1740-11-23, de Gabrielle Émilie Le Tonnelier de Breteuil, marquise Du Châtelet-Lomont à Louis François Armand Du Plessis, duc de Richelieu.

J'ai été cruellement payée de tout ce que j'ai fait à Fontainebleau.
J'ai ramené à bien l'affaire du monde la plus difficile, je procure à mr de Voltaire un retour honorable dans sa patrie, je lui rends la bienveillance du ministère, je lui rouvre le chemin des académies, enfin je lui rends en 3 semaines tout ce qu'il avait pris à tâche de perdre depuis six ans. Savez vous comme il récompense tant de zèle et tant d'attachement? En partant pour Berlin il m'en mande la nouvelle avec sècheresse sachant bien qu'il me percera le cœur, et il m'abandonne à une douleur qui n'a point d'exemple, dont les autres hommes n'ont pas d'idée et que votre cœur seul peut comprendre.
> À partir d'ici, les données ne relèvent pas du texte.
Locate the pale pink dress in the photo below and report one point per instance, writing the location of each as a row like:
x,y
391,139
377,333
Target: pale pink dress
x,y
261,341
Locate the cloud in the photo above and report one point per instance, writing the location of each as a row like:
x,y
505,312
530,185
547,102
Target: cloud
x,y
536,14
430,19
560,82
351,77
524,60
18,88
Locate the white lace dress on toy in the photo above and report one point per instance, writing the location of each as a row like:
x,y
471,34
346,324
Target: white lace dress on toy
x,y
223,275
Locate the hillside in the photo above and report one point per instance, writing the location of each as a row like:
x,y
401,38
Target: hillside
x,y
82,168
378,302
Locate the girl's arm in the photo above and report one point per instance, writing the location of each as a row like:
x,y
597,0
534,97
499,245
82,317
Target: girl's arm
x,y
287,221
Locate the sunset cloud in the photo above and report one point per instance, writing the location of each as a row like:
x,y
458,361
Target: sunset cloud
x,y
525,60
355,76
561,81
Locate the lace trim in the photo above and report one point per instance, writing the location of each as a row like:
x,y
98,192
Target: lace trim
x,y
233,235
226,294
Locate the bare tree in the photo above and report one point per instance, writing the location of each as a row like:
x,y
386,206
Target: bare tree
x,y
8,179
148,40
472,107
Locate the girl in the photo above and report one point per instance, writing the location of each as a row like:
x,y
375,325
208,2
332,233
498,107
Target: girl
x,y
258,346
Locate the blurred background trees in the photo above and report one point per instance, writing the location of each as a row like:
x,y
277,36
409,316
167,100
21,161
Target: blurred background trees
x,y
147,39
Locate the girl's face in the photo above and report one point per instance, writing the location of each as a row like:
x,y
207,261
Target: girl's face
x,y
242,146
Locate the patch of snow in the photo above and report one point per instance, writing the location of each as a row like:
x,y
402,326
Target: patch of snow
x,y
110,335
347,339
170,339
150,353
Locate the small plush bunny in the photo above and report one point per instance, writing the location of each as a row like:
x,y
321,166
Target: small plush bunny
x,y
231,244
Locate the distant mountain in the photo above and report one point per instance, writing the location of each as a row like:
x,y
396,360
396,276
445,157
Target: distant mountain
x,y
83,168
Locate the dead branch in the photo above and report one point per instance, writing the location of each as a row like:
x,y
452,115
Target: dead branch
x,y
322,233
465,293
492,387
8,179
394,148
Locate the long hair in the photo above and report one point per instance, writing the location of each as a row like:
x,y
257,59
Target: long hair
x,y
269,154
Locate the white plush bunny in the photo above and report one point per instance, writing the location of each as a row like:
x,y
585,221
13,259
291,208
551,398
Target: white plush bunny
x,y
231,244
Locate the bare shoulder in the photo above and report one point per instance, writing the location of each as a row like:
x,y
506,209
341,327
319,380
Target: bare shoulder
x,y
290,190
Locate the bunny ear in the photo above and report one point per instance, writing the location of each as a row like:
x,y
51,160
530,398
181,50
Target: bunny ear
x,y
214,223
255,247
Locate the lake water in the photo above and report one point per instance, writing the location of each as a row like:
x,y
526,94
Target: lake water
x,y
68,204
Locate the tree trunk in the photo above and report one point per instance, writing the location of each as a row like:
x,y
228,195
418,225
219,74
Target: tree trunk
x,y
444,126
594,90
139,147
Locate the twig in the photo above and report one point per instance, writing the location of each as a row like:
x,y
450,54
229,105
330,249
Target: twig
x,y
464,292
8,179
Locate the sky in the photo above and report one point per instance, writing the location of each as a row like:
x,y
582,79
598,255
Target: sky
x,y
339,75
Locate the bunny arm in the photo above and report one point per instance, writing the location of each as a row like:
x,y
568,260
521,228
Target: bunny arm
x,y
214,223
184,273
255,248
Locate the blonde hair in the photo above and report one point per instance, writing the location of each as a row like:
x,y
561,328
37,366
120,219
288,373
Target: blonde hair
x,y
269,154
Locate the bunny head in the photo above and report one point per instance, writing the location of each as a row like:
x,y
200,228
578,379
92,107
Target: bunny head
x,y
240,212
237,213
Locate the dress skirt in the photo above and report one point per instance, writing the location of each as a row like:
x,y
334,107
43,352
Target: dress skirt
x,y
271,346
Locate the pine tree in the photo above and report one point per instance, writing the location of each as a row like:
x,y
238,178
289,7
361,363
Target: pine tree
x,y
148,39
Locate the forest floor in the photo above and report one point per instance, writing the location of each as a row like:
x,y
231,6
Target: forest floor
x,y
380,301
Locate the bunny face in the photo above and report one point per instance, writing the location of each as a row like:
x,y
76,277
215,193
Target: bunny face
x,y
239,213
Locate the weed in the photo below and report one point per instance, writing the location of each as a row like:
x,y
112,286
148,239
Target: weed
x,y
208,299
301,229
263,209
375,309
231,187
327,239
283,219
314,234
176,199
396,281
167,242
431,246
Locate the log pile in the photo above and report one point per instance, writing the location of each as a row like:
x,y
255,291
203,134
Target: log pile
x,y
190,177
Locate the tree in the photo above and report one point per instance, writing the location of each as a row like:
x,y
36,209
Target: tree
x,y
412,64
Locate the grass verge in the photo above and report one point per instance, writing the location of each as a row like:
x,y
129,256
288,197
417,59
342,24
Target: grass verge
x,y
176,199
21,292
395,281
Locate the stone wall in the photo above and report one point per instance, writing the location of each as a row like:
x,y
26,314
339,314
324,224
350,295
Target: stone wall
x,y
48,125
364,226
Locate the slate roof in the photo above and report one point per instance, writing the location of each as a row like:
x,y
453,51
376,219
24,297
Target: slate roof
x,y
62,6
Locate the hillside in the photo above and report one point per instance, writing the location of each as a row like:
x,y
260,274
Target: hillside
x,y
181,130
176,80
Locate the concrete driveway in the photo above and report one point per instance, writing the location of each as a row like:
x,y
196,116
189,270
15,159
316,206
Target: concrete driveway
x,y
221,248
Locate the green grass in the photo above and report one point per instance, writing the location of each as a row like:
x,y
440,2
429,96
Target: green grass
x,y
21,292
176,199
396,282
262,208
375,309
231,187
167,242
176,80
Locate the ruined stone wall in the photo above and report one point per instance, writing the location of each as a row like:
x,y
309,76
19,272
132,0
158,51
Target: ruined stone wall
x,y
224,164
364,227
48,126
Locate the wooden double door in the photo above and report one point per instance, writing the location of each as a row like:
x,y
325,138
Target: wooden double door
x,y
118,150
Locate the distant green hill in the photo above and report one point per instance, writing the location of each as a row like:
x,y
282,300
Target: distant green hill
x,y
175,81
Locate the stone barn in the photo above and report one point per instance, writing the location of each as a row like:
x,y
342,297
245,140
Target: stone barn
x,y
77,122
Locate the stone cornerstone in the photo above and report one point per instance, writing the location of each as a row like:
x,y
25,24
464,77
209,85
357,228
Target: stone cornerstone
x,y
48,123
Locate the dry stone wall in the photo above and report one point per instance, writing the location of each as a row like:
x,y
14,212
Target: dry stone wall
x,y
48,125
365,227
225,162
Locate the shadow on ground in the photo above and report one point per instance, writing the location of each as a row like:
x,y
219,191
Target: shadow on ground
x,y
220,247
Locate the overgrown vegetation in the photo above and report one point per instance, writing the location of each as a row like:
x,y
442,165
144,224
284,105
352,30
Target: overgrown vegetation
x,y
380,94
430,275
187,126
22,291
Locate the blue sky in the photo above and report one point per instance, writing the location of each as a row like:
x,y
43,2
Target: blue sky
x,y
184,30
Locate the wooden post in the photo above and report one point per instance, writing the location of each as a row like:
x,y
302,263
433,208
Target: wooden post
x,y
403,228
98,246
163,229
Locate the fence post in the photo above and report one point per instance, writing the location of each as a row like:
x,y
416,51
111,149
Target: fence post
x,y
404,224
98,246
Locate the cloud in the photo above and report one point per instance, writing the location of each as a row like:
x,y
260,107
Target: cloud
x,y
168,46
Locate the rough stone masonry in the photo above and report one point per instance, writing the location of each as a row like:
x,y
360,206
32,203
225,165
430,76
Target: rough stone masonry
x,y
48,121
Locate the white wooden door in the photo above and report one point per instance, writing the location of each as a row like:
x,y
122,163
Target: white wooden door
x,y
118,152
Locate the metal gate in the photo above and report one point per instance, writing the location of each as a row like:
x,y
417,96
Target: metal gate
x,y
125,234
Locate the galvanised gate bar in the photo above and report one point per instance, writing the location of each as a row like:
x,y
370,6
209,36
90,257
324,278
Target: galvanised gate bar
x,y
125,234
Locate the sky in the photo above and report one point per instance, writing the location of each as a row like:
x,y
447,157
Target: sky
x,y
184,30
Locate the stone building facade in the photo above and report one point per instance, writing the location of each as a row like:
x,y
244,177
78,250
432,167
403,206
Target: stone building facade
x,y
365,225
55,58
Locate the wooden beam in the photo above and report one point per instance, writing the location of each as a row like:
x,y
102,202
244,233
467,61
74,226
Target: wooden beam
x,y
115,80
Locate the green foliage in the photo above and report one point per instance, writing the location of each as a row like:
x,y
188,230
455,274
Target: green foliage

Je me suis échauffé le sang à veiller, j'avais la poitrine en mauvais état, la fièvre m'a pris, et j'espère finir bientôt comme cette malheureuse madame de Richelieu, à cela près que je finirai plus vite, et que je n'aurai rien à regretter, puisque votre amitié était un bien dont je ne pouvais jamais jouir. Je retourne finir à Bruxelles, une vie où j'ai eu plus de bonheur que de malheur, et qui finit d'elle même dans le temps où je ne pouvais plus la supporter. Croirez vous que l'idée qui m'occupe le plus dans ces moments funestes c'est la douleur affreuse où sera m. de Voltaire quand l'enivrement où il est de la cour de Prusse sera diminué. Je ne puis soutenir l'idée que mon souvenir fera un jour son tourment, tous ceux qui m'ont aimée ne doivent jamais le lui reprocher. Au nom de la pitié et de l'amitié écrivez moi à Bruxelles tout simplement. Je recevrai encore votre lettre et s'il me reste encore de la vie j'y répondrai et vous manderai l'assiette de mon âme dans ces moments qui paraissent si terribles aux malheureux et que j'attends avec joie comme la fin d'un malheur que je n'avais ni mérité, ni prévu. Adieu, souvenez vous toujours de moi et soyez sûr que vous n'aurez jamais de meilleure amie.